In men, moderate alcohol intake (100g per week) was associated with a lower risk of ischemic stroke, intracerebral bleed, myocardial infarction and coronary heart disease as compared to ex-drinkers, non-drinkers and occasional drinkers. When consuming more than 100g per week, there was an increased risk of ischemic stroke (RR=1.28, p<0.001 per 280g per week), intracerebral bleeding (RR=1.59, p<0.001 per 280g per week) and coronary heart disease (RR 1.12, p = 0.003). However, this association was not significant for myocardial infarction (RR = 1.15, p = 0.14). The U-shaped pattern found here is consistent with previously reported observational studies. The results of the genetic epidemiological analysis differed and showed that moderate alcohol consumption did not have a protective effect with regards to the occurrence of any type of stroke. From 5g per week to 280g per week, there was a steady increase in the risk of either an ischemic stroke (RR 1.27, p = 0.001 per 280g per week) and intracerebral bleed (RR 1.58, p = <0.001 per 280g per week). Unlike in patients with stroke, the genetic analysis showed no significant association between alcohol intake and the occurrence of either myocardial infarction (RR= 0.96, p = 0.69) or coronary heart disease (RR = 1.05, p = 0.40). Additionally, in both the genetic and conventional epidemiologic analysis, there is a positive association between alcohol consumption and systolic blood pressure (4.3 and 4.8 mm Hg increase per 280g alcohol per week in the genetic and conventional analysis respectively, p <0.001) and HDL cholesterol (0.16 and 0.19 mmol/l increase per 280g alcohol per week in the genetic and conventional analysis respectively, p <0.001). In women, there was no association between genotype and the occurrence of ischemic stroke, intracerebral bleeding, myocardial infarction or coronary heart disease. This may be because women reported a low rate of alcohol consumption.

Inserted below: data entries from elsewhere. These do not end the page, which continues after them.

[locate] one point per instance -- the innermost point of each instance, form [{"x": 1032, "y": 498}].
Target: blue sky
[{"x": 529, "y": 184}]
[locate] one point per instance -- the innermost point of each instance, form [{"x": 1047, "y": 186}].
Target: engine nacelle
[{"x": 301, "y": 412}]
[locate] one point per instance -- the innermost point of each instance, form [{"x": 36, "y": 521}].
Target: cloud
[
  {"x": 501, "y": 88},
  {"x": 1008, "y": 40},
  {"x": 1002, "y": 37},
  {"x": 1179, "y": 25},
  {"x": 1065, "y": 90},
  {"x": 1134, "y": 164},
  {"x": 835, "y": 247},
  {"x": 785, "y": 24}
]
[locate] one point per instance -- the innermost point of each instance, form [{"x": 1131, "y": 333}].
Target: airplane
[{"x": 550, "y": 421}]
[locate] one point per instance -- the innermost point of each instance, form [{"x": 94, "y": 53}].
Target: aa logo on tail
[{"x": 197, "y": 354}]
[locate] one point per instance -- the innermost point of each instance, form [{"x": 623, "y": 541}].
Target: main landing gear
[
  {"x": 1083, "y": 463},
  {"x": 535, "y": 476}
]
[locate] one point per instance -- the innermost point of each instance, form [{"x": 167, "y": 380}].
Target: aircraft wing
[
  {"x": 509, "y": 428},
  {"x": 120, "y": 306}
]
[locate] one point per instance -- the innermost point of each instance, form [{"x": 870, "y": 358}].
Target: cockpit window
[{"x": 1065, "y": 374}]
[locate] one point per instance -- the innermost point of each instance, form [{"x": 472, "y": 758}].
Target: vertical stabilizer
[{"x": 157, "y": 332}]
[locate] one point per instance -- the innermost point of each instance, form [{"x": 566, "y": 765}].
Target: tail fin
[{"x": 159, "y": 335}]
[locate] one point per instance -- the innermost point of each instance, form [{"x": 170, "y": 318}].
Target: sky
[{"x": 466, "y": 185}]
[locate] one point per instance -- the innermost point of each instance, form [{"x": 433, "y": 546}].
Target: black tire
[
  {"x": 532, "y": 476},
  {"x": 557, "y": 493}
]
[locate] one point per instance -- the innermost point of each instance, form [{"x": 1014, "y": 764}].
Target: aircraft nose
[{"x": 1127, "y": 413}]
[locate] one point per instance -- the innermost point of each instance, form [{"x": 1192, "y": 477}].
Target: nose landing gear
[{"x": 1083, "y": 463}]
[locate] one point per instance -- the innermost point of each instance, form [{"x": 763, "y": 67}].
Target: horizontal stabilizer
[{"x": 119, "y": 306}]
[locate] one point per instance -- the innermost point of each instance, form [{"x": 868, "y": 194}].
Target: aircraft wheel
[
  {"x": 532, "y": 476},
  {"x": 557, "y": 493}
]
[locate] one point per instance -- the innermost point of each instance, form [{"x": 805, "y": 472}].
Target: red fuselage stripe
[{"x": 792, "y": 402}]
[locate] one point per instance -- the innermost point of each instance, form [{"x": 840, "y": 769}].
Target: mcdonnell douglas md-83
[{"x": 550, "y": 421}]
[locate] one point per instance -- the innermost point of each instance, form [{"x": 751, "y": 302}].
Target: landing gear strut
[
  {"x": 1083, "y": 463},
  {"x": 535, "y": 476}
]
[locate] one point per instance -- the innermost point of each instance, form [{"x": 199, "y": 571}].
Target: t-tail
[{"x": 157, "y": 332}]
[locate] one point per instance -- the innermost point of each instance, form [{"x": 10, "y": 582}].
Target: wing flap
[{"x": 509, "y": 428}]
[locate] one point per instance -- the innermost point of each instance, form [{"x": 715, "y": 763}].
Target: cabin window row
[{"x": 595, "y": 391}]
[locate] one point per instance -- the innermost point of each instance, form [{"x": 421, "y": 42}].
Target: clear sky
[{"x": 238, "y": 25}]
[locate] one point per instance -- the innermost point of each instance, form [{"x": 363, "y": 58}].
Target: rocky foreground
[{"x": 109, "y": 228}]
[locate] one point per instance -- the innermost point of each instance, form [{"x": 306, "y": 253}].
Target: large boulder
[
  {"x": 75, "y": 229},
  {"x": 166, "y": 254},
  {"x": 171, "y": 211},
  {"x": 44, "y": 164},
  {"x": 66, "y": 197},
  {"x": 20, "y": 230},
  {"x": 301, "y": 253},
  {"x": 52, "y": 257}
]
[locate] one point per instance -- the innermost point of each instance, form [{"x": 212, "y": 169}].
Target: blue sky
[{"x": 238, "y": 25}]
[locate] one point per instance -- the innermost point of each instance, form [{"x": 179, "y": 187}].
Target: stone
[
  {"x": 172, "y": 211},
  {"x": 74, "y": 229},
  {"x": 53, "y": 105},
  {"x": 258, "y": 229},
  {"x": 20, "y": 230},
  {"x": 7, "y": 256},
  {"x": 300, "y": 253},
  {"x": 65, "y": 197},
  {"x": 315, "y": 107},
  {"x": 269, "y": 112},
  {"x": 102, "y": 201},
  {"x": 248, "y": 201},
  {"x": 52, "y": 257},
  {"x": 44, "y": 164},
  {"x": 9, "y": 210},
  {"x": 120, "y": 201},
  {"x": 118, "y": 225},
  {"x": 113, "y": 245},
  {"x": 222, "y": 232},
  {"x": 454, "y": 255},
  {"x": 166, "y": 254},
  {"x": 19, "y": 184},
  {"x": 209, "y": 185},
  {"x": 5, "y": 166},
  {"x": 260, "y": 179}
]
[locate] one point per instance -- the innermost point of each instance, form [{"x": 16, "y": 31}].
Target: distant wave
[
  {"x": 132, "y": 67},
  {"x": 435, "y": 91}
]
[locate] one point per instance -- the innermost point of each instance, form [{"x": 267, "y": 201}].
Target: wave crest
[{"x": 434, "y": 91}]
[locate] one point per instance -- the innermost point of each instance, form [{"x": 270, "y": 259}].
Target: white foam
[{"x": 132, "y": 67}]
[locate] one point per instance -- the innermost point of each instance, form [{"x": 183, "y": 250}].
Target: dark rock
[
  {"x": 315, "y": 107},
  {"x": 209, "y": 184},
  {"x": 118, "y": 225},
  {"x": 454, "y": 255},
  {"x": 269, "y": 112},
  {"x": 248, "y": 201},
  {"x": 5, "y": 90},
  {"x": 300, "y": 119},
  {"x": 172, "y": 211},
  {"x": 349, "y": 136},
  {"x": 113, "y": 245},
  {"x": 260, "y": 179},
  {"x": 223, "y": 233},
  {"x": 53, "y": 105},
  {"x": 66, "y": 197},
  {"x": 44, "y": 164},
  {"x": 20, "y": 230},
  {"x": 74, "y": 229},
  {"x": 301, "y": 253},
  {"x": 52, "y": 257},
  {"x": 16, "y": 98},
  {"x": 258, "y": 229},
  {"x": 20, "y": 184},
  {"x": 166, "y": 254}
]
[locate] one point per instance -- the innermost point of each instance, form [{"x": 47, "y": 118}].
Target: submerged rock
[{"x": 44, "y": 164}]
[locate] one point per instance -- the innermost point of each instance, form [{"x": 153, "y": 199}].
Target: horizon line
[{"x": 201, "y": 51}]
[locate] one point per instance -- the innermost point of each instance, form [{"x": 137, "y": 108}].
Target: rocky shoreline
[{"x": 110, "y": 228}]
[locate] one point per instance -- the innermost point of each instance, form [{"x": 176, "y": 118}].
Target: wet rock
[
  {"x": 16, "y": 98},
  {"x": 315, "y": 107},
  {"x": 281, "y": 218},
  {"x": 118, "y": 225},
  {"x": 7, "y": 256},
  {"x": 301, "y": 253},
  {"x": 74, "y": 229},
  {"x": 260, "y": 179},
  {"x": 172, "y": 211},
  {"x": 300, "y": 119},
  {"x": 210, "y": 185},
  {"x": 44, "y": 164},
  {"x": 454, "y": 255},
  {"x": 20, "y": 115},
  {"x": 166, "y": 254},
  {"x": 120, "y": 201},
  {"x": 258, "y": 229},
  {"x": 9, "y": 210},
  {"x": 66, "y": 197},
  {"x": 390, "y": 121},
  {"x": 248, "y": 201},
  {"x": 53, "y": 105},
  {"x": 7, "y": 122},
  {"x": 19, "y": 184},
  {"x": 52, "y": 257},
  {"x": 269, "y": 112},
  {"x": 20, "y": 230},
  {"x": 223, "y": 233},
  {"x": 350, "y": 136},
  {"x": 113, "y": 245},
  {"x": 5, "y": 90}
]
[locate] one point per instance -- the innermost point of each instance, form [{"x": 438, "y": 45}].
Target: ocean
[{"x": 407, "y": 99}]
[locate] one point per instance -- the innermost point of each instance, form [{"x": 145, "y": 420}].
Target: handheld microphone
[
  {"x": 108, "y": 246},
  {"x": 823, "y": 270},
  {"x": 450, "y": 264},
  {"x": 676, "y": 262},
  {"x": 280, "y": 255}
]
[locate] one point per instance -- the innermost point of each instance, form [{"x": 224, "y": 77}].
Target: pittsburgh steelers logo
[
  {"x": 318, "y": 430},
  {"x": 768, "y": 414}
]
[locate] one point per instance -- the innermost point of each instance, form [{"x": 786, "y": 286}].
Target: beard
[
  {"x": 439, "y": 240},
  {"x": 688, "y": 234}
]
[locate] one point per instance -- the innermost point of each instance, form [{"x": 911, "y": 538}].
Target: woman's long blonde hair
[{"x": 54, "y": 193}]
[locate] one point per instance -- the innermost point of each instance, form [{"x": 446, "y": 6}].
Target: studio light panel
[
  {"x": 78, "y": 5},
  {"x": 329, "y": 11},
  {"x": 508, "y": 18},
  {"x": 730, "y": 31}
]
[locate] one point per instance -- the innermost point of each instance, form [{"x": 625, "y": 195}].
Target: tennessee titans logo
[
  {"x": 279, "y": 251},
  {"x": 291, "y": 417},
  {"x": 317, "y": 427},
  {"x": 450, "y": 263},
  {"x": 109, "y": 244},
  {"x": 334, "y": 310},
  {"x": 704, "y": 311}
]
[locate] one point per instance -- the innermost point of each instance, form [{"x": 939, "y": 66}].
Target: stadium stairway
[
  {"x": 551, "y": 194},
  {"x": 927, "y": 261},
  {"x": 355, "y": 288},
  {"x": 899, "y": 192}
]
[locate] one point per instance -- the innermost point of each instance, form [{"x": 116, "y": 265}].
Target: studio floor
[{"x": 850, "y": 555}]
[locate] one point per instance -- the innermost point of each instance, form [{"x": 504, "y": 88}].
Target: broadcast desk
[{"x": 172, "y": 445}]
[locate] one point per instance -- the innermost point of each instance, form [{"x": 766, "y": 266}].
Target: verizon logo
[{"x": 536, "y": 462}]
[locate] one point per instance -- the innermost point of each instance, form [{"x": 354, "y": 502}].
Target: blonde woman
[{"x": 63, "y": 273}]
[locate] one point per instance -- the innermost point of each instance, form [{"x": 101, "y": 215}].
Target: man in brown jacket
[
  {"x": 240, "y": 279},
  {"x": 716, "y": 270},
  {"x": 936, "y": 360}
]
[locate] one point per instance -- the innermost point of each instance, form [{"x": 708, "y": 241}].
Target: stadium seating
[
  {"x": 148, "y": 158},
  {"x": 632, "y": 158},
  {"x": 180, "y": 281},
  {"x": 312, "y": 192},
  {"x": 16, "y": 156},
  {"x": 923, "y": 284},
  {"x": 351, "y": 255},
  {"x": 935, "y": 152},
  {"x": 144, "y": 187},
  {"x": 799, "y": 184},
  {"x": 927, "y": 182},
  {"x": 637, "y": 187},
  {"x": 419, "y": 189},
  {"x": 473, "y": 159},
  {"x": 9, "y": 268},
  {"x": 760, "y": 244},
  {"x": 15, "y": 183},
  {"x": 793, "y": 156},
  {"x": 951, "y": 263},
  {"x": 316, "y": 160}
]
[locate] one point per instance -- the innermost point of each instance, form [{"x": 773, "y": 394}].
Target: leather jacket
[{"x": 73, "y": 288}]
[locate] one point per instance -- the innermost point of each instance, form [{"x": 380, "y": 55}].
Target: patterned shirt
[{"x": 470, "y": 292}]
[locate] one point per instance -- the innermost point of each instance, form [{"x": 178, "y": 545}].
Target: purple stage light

When discussing the advantages of studying the effect of alcohol in this population, Dr. Millwood noted, “In our population men drink more than 20 times as much as women, so these two variants have large absolute eﬀects on alcohol intake only among men. This permits reliable comparison of the causal eﬀects of negligible, moderate, and higher levels of mean male alcohol intake. In populations of European descent, however, only the less important of these two variants (rs1229984) is found, so genetic studies cannot directly compare the eﬀects of negligible and moderate alcohol intake levels.” The evidence here suggests that the association between alcohol consumption and certain clinical outcomes, that has been previously reported, may have been as a result of bias or confounding. When commenting on the results of the study, Dr. Shiu Lun Au Yeung wrote, “conventional epidemiology studies always lag behind the development of an epidemic of harmful exposure over several decades. Thus, the absolute and relative risks of the harms, such as smoking and drinking, will continuously be underestimated, and new harms caused by these factors will continue to be identified. These problems will apply to conventional epidemiology studies not only on alcohol use but also on tobacco use, unhealthy diet, physical inactivity, and obesity.”